Prior reports have revealed that histone deacetylase inhibitors (HDACis) like MS-275 modulate checkpoint kinase activity in cancer cells. In the case of ATM, this was attributed to an interaction with PR130, a regulatory subunit of protein phosphatase PP2A.
The present study demonstrates that MS-275 counteracts the phosphorylation of a subset of checkpoint kinases (ATM, CHK1, CHK2) upon RS while the phosphorylation of ATR remains mostly unaffected. Western blot analyses of additional factors that are involved in the RSR reveal that MS-275 deregulates multiple pathways including WEE1 and p53 signalling, which are involved in the inhibition of cell cycle-promoting CDK activity during RS. The combined loss of these cell cycle regulatory mechanisms by MS-275 triggers an aberrant progression of HCT116 colon cancer cells from HU-induced replicative arrest into mitotic catastrophe. The inhibition of individual checkpoint kinases with chemical inhibitors partially mimics the effect of MS-275.
Moreover, the results in this study demonstrate for the first time the dephosphorylation of pS1981-ATM by the PR130-PP2A complex. The discovery that PR130 is acetylated and that this posttranslational modification is augmented when the HDACs1-3 are inhibited suggests a previously unrecognised acetylation-dependent mechanism for the interaction between pS1981-ATM and PR130.
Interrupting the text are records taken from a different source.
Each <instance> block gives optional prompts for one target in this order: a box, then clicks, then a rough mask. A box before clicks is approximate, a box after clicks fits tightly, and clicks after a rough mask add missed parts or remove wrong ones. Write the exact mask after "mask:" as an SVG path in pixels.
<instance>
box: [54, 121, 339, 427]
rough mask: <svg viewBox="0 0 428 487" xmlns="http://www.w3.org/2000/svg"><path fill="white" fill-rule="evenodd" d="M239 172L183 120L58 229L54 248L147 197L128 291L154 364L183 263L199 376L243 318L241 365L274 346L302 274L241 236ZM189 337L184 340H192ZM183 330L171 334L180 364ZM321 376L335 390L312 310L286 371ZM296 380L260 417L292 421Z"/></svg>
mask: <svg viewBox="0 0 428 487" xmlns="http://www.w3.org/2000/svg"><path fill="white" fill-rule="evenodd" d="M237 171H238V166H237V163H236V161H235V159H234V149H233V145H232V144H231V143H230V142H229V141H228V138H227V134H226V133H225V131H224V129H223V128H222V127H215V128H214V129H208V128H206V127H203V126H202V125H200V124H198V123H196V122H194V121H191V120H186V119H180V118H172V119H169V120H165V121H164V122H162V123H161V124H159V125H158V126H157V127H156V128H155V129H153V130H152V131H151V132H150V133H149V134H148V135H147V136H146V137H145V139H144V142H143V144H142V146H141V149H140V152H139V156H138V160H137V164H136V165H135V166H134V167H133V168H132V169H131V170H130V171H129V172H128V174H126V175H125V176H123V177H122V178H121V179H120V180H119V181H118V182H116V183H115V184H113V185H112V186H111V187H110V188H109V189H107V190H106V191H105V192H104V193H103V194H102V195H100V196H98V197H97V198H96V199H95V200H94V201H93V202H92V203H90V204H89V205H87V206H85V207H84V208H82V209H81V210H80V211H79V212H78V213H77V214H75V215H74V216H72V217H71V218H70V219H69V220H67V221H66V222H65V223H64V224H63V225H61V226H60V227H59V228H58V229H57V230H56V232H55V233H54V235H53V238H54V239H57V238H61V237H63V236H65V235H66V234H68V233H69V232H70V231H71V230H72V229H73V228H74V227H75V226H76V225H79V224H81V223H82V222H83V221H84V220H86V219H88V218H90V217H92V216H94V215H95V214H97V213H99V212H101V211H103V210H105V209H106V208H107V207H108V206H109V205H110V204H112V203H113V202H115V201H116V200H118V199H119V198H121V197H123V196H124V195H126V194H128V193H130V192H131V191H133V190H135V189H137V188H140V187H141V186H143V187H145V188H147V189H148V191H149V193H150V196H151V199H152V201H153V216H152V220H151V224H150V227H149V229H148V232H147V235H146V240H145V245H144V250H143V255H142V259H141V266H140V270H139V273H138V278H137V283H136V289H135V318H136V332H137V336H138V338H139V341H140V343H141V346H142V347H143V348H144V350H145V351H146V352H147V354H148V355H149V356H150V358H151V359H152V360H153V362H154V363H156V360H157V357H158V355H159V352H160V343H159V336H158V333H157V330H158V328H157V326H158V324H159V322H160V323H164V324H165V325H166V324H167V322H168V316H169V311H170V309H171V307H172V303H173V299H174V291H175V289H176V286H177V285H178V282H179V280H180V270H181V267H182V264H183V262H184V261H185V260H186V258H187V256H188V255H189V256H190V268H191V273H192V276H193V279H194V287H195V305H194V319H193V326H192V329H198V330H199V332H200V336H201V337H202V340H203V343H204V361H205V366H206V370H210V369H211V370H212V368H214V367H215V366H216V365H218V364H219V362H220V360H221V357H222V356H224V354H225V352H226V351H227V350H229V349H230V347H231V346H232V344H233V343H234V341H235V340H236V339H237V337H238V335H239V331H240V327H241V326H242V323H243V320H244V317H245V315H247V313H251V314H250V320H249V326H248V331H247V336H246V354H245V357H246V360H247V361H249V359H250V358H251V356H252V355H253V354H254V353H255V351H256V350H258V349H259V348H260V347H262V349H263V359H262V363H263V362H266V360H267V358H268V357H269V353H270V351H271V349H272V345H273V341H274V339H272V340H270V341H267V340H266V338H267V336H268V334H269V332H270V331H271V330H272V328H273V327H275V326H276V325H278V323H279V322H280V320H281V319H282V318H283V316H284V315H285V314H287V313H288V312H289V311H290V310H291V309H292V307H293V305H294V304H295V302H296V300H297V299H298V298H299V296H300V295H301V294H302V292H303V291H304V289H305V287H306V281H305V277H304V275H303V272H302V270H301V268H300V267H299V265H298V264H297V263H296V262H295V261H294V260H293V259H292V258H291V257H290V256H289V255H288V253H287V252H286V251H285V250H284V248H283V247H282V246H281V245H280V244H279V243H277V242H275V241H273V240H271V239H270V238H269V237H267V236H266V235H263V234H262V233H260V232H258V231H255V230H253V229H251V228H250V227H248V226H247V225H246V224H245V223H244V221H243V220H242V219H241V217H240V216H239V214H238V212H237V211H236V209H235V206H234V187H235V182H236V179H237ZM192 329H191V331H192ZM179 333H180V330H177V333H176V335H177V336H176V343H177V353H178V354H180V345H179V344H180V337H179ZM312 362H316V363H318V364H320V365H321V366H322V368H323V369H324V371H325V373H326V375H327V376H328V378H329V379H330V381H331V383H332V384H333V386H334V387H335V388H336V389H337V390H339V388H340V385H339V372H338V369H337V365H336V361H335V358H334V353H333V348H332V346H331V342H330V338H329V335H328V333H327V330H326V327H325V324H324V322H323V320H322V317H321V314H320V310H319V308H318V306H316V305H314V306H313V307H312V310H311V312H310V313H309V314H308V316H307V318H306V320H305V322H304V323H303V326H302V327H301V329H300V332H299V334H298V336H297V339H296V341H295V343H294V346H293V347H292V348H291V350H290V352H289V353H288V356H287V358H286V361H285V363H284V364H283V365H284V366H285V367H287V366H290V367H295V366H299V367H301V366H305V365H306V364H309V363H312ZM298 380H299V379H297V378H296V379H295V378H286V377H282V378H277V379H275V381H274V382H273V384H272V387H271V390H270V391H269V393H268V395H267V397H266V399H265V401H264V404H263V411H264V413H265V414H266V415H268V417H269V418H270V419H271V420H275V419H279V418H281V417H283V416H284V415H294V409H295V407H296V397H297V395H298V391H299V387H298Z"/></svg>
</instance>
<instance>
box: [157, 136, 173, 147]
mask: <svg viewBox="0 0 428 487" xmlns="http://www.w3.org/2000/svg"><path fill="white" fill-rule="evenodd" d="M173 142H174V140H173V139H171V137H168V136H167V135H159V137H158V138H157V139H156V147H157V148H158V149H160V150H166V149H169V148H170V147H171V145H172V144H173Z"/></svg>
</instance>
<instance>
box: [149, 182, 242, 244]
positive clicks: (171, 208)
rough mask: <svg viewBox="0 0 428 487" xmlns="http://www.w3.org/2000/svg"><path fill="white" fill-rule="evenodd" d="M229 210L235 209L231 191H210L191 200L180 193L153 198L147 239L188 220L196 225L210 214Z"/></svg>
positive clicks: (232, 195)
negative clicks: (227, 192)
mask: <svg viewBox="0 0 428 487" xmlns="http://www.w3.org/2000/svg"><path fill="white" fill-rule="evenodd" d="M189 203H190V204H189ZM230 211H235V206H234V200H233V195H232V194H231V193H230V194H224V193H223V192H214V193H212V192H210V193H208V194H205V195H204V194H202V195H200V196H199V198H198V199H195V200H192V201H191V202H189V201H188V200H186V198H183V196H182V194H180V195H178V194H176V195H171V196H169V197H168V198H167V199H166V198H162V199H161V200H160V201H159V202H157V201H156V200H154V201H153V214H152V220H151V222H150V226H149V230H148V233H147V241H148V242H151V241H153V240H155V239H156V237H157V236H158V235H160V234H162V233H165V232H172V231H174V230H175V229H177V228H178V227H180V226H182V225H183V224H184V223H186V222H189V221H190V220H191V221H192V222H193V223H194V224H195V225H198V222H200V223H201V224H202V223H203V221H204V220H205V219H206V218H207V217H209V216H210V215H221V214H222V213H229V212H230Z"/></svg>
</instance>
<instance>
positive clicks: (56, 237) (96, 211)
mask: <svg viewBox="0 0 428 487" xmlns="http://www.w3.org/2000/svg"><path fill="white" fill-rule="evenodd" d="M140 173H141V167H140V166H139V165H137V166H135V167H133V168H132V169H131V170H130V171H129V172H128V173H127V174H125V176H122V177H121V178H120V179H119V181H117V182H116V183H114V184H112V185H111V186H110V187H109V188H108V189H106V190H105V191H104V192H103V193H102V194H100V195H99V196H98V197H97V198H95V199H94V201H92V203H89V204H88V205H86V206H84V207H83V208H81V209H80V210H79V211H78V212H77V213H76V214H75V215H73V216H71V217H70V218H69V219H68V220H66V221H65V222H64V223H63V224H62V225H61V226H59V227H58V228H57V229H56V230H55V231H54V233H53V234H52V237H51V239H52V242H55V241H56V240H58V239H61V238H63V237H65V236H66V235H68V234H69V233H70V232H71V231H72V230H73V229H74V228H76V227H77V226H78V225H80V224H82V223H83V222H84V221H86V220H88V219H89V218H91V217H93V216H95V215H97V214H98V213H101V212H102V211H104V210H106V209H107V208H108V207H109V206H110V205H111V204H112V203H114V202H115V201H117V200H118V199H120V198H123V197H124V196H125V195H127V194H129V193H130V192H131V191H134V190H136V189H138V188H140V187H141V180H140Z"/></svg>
The generation of a PR130-knockout cell line (HCT116ΔPR130) by CRISPR-based genome editing reveals a to-date unknown, regulatory function of PR130 in the RSR. The loss of PR130 sensitises cells to HU-induced replicative arrest that was accompanied by an excessive accumulation of RPA foci and an increased phosphorylation of H2AX; these factors indicate single stranded DNA (ssDNA) and stalled to broken replication forks, respectively. The enhanced RS levels in PR130-knockout cells are linked to the hyperphosphorylation of CHK1 and p53. Thus, the elimination of PR130 sensitised HCT116 cells to the cell cycle deregulation and RS-induced apoptosis, which was associated with a loss of the DNA repair protein RAD51 by MS-275.
In sum, this work demonstrates that class I histone deacetylase activity maintains the integrity of cell cycle checkpoints upon RS through transcriptional and post-transcriptional mechanisms that control PR130. Hence, PR130 is a novel regulator of cell fate decisions in cancer cells during RS.